A tug of war is taking place this week in Washington DC that will pit environmental health scientists against polluters and their Washington insider allies. The battle ground is the National Academies of Sciences (NAS)—the Nation’s premiere scientific institute providing non-partisan objective guidance for policy makers. The prize is EPA’s premiere chemical hazard assessment program, the Integrated Risk Information System (IRIS; See NAS DELS-BEST-17-03). NRDC and 90 scientists, environmental health experts, medical professionals, and community leaders issued a letter of support for the IRIS Program's independence from toxic chemical manufacturers and polluters.

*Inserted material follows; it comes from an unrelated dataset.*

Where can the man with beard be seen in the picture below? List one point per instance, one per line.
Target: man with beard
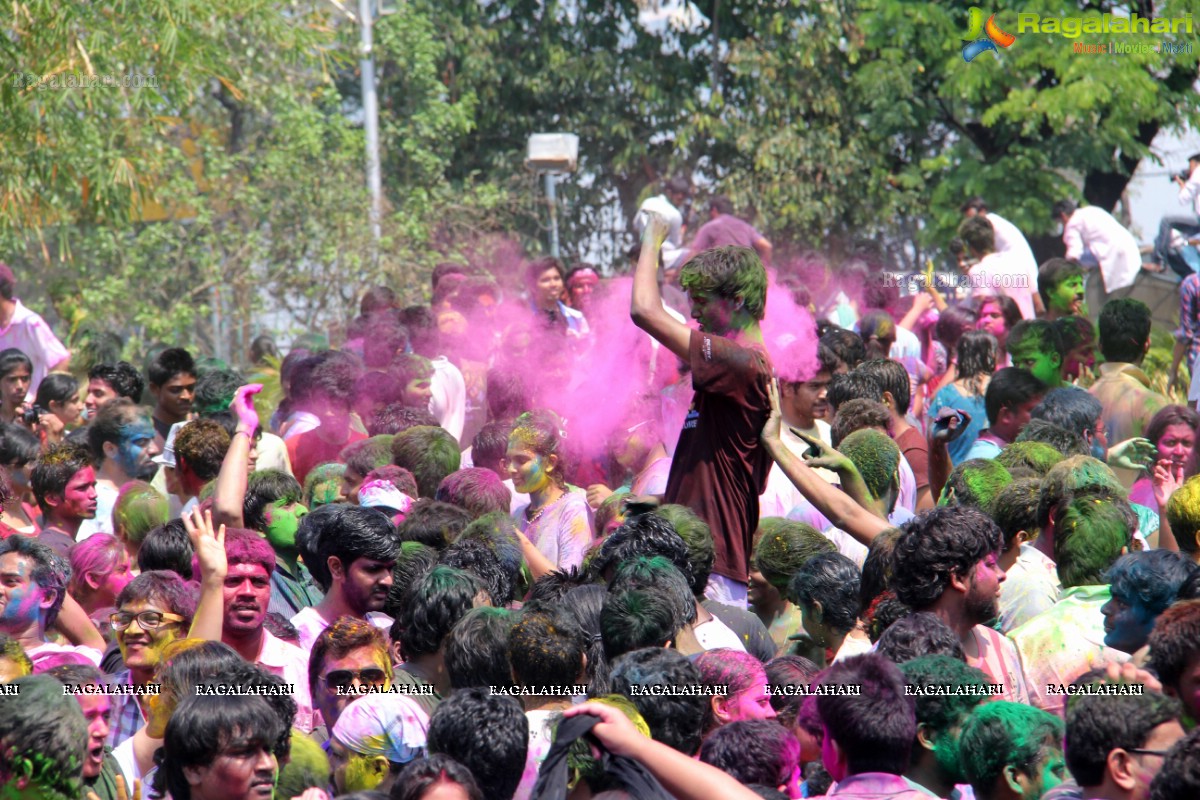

IRIS is a very valuable prize, because the IRIS Toxicity Values (how much exposure to a chemical can cause how much cancer or other health harm in a person or community) are used by regulators at the EPA, by local, state and regional governments, and around the world to set health-based limits for chemicals in air, water, food or soil. IRIS assessments are also used by forward-thinking and sustainable chemical and product manufacturers, fabricators, and retailers to build safer and more sustainable products.
If the independent objective science wins, then the IRIS program will continue to be fully funded, staff will be supported, and its Toxicity Values will continue to provide the global public with reliable, transparent, credible scientific IRIS chemical hazard assessments and toxicity values.
If toxic chemical manufacturers and polluters win, then the IRIS program will likely be shifted from EPA’s Office of Research and Development (ORD) and into the Office of Chemical Safety and Pollution Prevention (OCSPP) which regulates pesticides and toxic chemicals, and which is now run by the regulated industry and polluters. Such a shift is called for in the current Senate FY2018 Appropriations Bill (see Minority Response). The regulated chemical industry’s opposition to the IRIS program is well-documented and long-standing (see NRDC 2011 report documenting industry manipulations and abuses).
This shift would move IRIS from a science and research office to a regulatory policy office under the management of Nancy Beck, a chemical industry lobbyist prior to her recent political appointment at EPA. Dr. Beck’s previous foray into developing risk assessment guidelines was a failure, as evidenced by the NAS conclusion that the draft government-wide risk assessment bulletin which she authored while at the Office of Management and Budget (OMB) was “fundamentally flawed” and the unprecedented recommendation for its withdrawal (NAS 2007).
Moving the IRIS program to Beck’s Toxics Office would surely destroy the IRIS program’s good work and progress, that earned it praise in its previous National Academies review (NAS 2014), and more recently praise from EPA’s independent Science Advisory Board (SAB, Sept 2017), whose own independence is also under severe attack, as the Trump EPA replaces independent academic experts with anti-regulatory, climate-denier, and industry appointees.
In short, IRIS is in a fight for its life, as EPA political appointees tighten the noose. The protection of EPA’s scientific independence and integrity is of great concern to state environmental and health departments, manufacturers, businesses, scientists, academics, health professionals, and the public. That’s why NRDC and 90 scientists, environmental health experts, medical professionals, and community leaders have signed a letter of support for the IRIS Program as it is under siege by the chemical manufacturers. We hope that the 2018 National Academies review will provide support for the IRIS program to continue as an independent chemical assessment program committed to using the best scientific methods for ensuring protection for public health and the environment.